Całość powieści rozpoczyna się w 1913 roku – a to, co było wcześniej, znamy ze wspomnień bohaterek. Każda z bohaterek ma inne doświadczenia, jednak poza więzami krwi łączy ich coś jeszcze – wszystkie na pewnym etapie życia zmuszone są do podróży. Ludka i Józka przez swoich mężów, którzy nie byli w stanie nigdzie zagrzać miejsca na dłużej i wraz z rodziną poszukiwali wrażeń w różnych zakątkach. Obie z czasem jednak osiedlają się już na stałe. W takich też warunkach przychodzi na świat Ina, córka Józki i wnuczka Ludki. Dziewczyna, w przeciwieństwie do całej swojej rodziny, jako jedyna nie zna wędrownego życia, co jednak z czasem się zmieni.

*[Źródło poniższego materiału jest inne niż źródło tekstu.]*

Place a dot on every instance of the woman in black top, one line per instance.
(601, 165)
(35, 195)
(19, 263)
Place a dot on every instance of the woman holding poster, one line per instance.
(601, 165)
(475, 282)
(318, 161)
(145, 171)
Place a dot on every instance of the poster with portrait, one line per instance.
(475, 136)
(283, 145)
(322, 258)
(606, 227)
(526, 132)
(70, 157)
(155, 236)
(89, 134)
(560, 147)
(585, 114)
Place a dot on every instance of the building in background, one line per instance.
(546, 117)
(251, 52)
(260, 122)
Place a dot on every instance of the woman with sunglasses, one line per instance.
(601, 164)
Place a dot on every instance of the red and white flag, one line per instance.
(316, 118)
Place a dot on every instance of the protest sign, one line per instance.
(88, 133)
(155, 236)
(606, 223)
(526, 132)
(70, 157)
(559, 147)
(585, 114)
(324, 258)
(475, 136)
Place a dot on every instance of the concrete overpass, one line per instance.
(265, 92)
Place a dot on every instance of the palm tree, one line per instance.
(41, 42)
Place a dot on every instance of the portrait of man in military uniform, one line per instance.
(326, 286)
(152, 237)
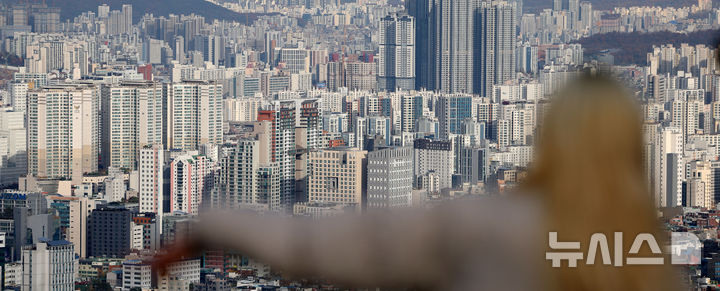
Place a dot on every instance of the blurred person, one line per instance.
(587, 178)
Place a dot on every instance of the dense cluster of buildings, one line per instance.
(118, 129)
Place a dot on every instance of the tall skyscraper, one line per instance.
(586, 15)
(194, 114)
(396, 59)
(337, 176)
(80, 209)
(452, 110)
(389, 178)
(132, 118)
(434, 164)
(464, 46)
(426, 15)
(127, 18)
(63, 131)
(189, 178)
(109, 231)
(278, 137)
(454, 62)
(495, 44)
(13, 146)
(151, 168)
(48, 265)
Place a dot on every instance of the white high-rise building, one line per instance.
(296, 60)
(63, 131)
(389, 178)
(80, 208)
(127, 18)
(396, 58)
(194, 114)
(454, 62)
(13, 146)
(132, 119)
(48, 266)
(495, 44)
(189, 176)
(241, 109)
(18, 95)
(150, 180)
(669, 170)
(337, 176)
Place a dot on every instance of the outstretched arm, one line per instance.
(418, 247)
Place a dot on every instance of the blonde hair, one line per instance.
(589, 172)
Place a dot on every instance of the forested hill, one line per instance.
(632, 48)
(533, 6)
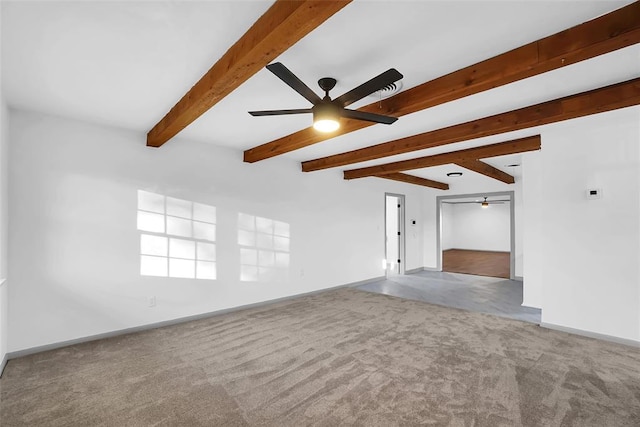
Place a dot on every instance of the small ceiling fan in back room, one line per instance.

Sposób, w jaki autorka napisała Ludzi wędrownych sprawia, iż ma się wrażenie jakby czytało się prywatne zapiski z pamiętników bohaterek. Poruszają one zarówno sprawy dla nich istotne, jak i te błahe. Dzięki temu czytelnik może wsiąknąć w wykreowaną przez autorkę rzeczywistość.

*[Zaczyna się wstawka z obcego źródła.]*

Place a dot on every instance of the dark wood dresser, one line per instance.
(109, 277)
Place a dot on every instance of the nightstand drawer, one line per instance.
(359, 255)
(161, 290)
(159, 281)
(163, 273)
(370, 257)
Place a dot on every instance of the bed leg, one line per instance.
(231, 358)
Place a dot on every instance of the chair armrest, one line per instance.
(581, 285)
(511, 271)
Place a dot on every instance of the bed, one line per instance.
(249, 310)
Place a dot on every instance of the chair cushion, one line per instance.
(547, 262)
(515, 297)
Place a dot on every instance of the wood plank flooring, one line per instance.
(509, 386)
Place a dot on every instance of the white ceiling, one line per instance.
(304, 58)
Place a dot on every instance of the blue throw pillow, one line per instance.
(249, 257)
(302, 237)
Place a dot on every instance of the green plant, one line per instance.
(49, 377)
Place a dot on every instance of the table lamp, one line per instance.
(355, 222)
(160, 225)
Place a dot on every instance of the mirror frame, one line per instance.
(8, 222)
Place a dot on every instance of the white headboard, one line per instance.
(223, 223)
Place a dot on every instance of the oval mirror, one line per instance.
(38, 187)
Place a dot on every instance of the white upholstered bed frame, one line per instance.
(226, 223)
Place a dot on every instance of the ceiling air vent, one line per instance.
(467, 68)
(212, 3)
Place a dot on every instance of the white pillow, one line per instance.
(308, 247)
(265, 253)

Jak wspominałam na początku: w teorii wiem, jak wyglądało życie na wsi na początku ubiegłego stulecia. Jednak dopiero teraz uderzyło mnie, jak naprawdę mogło wyglądać dzieciństwo moich babć i dziadków. Na przykładzie narzucanych przez nowo powstałe państwo Polskie praw można zaobserwować jak to, co dzisiaj wydaje nam się oczywistością, kiedyś było nie do pomyślenia. Nie chodzi mi tylko o zdobycze techniki. Autorka Ludzi wędrownych przytoczyła tu dwie sytuacje.

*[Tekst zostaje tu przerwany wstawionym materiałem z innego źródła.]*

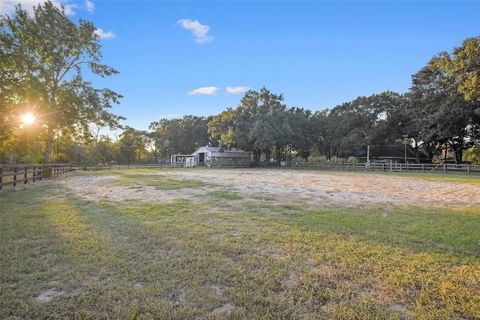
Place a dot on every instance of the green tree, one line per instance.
(439, 112)
(463, 65)
(43, 57)
(131, 146)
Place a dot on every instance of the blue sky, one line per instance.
(318, 54)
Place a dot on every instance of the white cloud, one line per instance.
(207, 91)
(199, 31)
(237, 90)
(89, 5)
(8, 6)
(104, 35)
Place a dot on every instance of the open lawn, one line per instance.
(241, 244)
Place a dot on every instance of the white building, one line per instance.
(214, 157)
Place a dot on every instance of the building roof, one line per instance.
(218, 152)
(394, 151)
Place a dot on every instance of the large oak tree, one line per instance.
(43, 58)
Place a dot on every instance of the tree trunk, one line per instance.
(49, 151)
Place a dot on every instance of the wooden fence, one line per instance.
(13, 175)
(395, 167)
(374, 167)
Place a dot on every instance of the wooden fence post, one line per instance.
(14, 176)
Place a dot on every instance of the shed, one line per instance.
(215, 157)
(393, 152)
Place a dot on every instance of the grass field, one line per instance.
(240, 244)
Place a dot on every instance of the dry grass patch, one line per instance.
(64, 256)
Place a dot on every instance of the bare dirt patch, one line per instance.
(349, 190)
(289, 186)
(103, 188)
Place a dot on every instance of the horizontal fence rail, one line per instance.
(13, 175)
(395, 167)
(374, 167)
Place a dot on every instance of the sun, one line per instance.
(28, 118)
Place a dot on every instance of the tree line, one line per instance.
(43, 57)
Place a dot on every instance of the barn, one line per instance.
(214, 157)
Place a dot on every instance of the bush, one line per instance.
(472, 154)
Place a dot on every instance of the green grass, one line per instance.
(232, 259)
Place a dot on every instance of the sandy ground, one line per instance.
(288, 186)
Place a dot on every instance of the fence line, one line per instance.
(395, 167)
(373, 167)
(22, 174)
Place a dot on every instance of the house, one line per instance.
(214, 157)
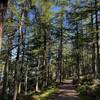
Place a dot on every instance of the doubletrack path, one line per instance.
(66, 92)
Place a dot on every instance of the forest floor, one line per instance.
(66, 92)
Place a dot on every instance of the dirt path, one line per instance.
(66, 92)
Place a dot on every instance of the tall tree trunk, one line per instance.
(77, 47)
(97, 39)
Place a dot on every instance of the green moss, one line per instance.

Pierwszą z nich jest ustanowienie prawa, iż każde domostwo i urząd musi mieć sławojkę, czyli toaletę. Do dziś w niektórych miejscach można zauważyć małe, drewniane domki z siedziskiem z dziurą w środku. W czasach naszych bohaterek jednak załatwiało się potrzeby fizjologiczne gdziekolwiek w polu, a pomysł stworzenia specjalnego pomieszczenia był dla mieszkańców niedorzeczny. Druga z kolei to obowiązek nauki dla wszystkich dzieci w wieku od 7 do 14 lat. Wielu bohaterów było oburzonych, iż państwo mówi im, jak ich potomstwo ma spędzać czas i iż zamiast pomagać na polu, ma chodzić do szkoły.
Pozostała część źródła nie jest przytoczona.